US-Gerichtsurteil Kein Persönlichkeitsrecht für Menschenaffen

Sie kämpften für die Persönlichkeitsrechte von Schimpansen. Doch jetzt hat ein US-Gericht die Klage von Tierschützern abgewiesen, die Menschen und Menschenaffen rechtlich gleichstellen wollten.

Nah verwandt, aber rechtlich nicht gleichgestellt: Schimpansen
AFP

Nah verwandt, aber rechtlich nicht gleichgestellt: Schimpansen


New York - Schimpansen sind unsere nächsten Verwandten. Und doch sperren wir sie ein. Um das zu ändern, reichten Tierschützer der Gruppe Nonhuman Rights Project Klage vor einem US-Gericht ein. Ihr Ziel: Persönlichkeitsrechte für Schimpansen. Sie wollten damit erreichen, dass die Primaten zumindest teilweise rechtlich dem Menschen gleichgestellt werden. Doch ihre Klage wurde jetzt abgewiesen.

Das Gericht begründete seine Ablehnung damit, dass ein Schimpanse keine "Person" gemäß des sogenannten Habeas Corpus sei. So hieß es am Donnerstag in einer schriftlichen Urteilsbegründung des Gerichts in Albany im Bundesstaat New York.
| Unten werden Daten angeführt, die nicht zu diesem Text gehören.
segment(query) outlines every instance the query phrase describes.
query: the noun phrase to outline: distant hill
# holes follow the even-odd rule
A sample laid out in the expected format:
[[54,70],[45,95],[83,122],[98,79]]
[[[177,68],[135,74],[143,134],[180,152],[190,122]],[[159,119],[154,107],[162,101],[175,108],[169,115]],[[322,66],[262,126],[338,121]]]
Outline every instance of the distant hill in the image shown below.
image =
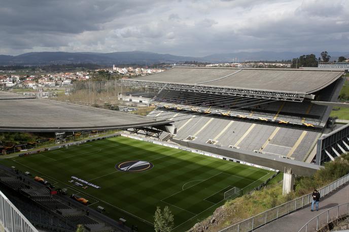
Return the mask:
[[98,64],[177,63],[196,60],[194,57],[173,56],[146,52],[111,53],[31,52],[18,56],[0,55],[0,65],[95,63]]
[[[102,65],[113,64],[151,64],[154,63],[173,63],[184,61],[207,62],[231,62],[246,61],[291,60],[310,53],[299,52],[240,52],[236,53],[216,54],[203,57],[174,56],[152,52],[133,51],[110,53],[91,52],[31,52],[18,56],[0,55],[0,65],[46,65],[72,63],[94,63]],[[317,56],[320,52],[312,53]],[[340,56],[349,57],[349,52],[330,52],[334,59]]]

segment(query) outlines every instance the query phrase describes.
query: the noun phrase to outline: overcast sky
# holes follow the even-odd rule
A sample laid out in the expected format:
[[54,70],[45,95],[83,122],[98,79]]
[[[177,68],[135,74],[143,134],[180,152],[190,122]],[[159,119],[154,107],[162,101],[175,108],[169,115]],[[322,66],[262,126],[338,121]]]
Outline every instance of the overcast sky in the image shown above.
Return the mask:
[[2,54],[349,50],[349,0],[1,2]]

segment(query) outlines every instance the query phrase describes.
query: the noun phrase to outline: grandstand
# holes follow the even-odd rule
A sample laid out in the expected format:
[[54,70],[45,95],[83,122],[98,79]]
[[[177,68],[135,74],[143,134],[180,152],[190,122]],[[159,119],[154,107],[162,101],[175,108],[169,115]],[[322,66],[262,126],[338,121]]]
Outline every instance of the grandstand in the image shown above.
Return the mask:
[[[190,141],[309,162],[343,71],[173,67],[123,80],[121,98],[148,99],[148,117],[173,122],[162,140]],[[131,101],[131,100],[129,100]]]

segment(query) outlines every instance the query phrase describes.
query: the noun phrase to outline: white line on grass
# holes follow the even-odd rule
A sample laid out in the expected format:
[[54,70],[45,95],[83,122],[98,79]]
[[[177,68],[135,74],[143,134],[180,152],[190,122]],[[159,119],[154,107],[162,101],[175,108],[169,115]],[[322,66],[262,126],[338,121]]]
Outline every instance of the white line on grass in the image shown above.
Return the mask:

Der Begriff Habeas Corpus ("Du habest den Körper") wurde im Mittelalter in Haftbefehlen verwendet. In der englischen Habeas-Corpus-Akte wurde 1679 festgehalten, dass jede Verhaftung eines englischen Untertanen begründet und von einem Richter geprüft werden muss.

Dieses Prinzip ist auch in der US-Verfassung enthalten. Um darunterzufallen, müssten Schimpansen aus Sicht des Gerichts fähig sein, rechtliche Verantwortung und gesellschaftliche Pflichten zu übernehmen.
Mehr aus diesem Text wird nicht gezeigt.